Die Folge daraus ist, dass Black Out anstrengend wirkt, dass Geduld erforderlich ist. Erst mit fortgeschrittener Laufzeit wird klar, dass die Inkohärenz der Erzählung der eigentliche Sinnzusammenhang ist. Eine Liebe, eine Beziehung kann nach allen Seiten ausbrechen und ein so ungestümes Eigenleben entwickeln, dass eine normale inhaltliche Wiedergabe ihr nicht mehr gerecht wird. Nichts ist hier einfach, alles folgt einem Sog aus Leidenschaft und fataler Exzessivität. Die dabei entwickelte Eigendynamik ist ein weiterer Grund für die verschachtelte, nur schwer zu greifende Herangehensweise des Regisseurs.

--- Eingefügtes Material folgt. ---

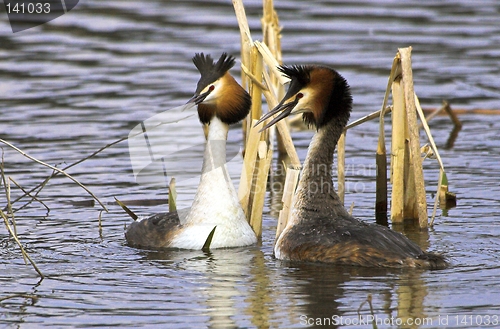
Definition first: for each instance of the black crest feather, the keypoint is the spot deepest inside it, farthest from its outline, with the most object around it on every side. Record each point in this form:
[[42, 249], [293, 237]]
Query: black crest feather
[[299, 73], [209, 70]]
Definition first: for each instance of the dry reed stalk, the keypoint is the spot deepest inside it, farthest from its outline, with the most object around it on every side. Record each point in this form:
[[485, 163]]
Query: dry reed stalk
[[398, 151], [291, 180], [172, 196], [414, 136], [265, 156], [249, 164], [341, 166], [14, 236], [33, 197], [452, 115], [381, 153]]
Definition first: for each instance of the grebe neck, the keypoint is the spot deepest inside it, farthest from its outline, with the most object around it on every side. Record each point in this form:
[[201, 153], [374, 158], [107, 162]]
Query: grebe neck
[[216, 199], [316, 196]]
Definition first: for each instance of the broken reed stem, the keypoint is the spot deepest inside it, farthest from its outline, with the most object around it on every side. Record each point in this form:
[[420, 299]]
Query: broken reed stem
[[264, 157], [341, 166], [398, 151], [416, 159], [249, 163], [291, 181]]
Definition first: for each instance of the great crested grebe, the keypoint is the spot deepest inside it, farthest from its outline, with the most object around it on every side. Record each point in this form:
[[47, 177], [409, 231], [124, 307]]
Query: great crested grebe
[[320, 229], [221, 101]]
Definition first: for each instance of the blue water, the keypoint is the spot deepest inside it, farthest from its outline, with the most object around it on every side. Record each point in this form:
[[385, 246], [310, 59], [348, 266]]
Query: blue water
[[84, 80]]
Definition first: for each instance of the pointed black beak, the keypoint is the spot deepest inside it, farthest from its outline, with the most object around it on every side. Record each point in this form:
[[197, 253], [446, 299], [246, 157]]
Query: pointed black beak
[[285, 110]]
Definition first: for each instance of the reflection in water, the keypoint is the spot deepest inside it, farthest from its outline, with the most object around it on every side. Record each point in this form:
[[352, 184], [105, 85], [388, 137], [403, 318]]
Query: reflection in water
[[324, 288]]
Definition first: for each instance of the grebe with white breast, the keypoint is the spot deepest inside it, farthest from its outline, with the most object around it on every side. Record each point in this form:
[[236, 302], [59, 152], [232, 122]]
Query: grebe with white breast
[[221, 101]]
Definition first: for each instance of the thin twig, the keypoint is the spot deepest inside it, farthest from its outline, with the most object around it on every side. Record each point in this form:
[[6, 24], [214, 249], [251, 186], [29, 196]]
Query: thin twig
[[56, 169], [25, 254]]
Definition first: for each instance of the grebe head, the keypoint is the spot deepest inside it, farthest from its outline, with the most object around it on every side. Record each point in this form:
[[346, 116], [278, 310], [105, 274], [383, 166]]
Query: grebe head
[[319, 92], [217, 93]]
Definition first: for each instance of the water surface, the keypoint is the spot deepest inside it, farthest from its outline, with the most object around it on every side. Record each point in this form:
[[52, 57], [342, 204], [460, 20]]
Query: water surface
[[84, 80]]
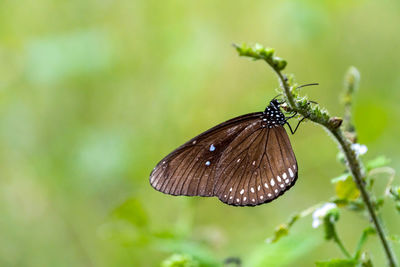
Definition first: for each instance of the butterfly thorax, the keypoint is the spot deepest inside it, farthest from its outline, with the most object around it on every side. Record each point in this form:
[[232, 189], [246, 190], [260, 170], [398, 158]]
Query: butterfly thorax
[[273, 116]]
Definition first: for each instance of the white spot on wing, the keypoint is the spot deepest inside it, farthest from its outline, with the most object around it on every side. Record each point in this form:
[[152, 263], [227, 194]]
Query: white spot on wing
[[272, 182]]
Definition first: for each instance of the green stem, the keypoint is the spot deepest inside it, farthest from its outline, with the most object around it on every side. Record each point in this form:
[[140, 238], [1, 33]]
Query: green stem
[[354, 164], [337, 240]]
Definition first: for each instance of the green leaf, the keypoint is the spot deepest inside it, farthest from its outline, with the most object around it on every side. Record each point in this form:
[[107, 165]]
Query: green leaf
[[346, 188], [366, 260], [281, 231], [179, 260], [395, 238], [337, 263], [378, 162], [352, 80]]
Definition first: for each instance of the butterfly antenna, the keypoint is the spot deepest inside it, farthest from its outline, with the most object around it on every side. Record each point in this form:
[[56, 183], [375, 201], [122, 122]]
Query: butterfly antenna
[[308, 84]]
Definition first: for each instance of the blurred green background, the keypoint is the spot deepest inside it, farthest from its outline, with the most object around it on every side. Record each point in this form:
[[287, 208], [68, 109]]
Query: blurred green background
[[94, 93]]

Nicolas Roeg macht hier (nicht zum ersten Mal) den Eindruck, als wäre ihm sein filmisches Konzept wichtiger als die Bindung zum Zuschauer. Ohne Frage war der Mann ein großer Regisseur, doch hier verströmt er eine kühle Distanz, die zugleich Teil der angestrebten Wirkung ist und ihre wahre Wirkung überhaupt nicht entfalten kann. Als Gegenbeispiel kann Michael Manns Der Einzelgänger angeführt werden, dessen Thema Kälte und Einsamkeit ist – was durch intime Nähe vermittelt wird. Hätte Roeg den Film inszeniert, wäre wahrscheinlich zähes Aussitzen angesagt gewesen, immer schön auf Distanz zur zentralen Figur, eine schemenhafte, kühle Skizze.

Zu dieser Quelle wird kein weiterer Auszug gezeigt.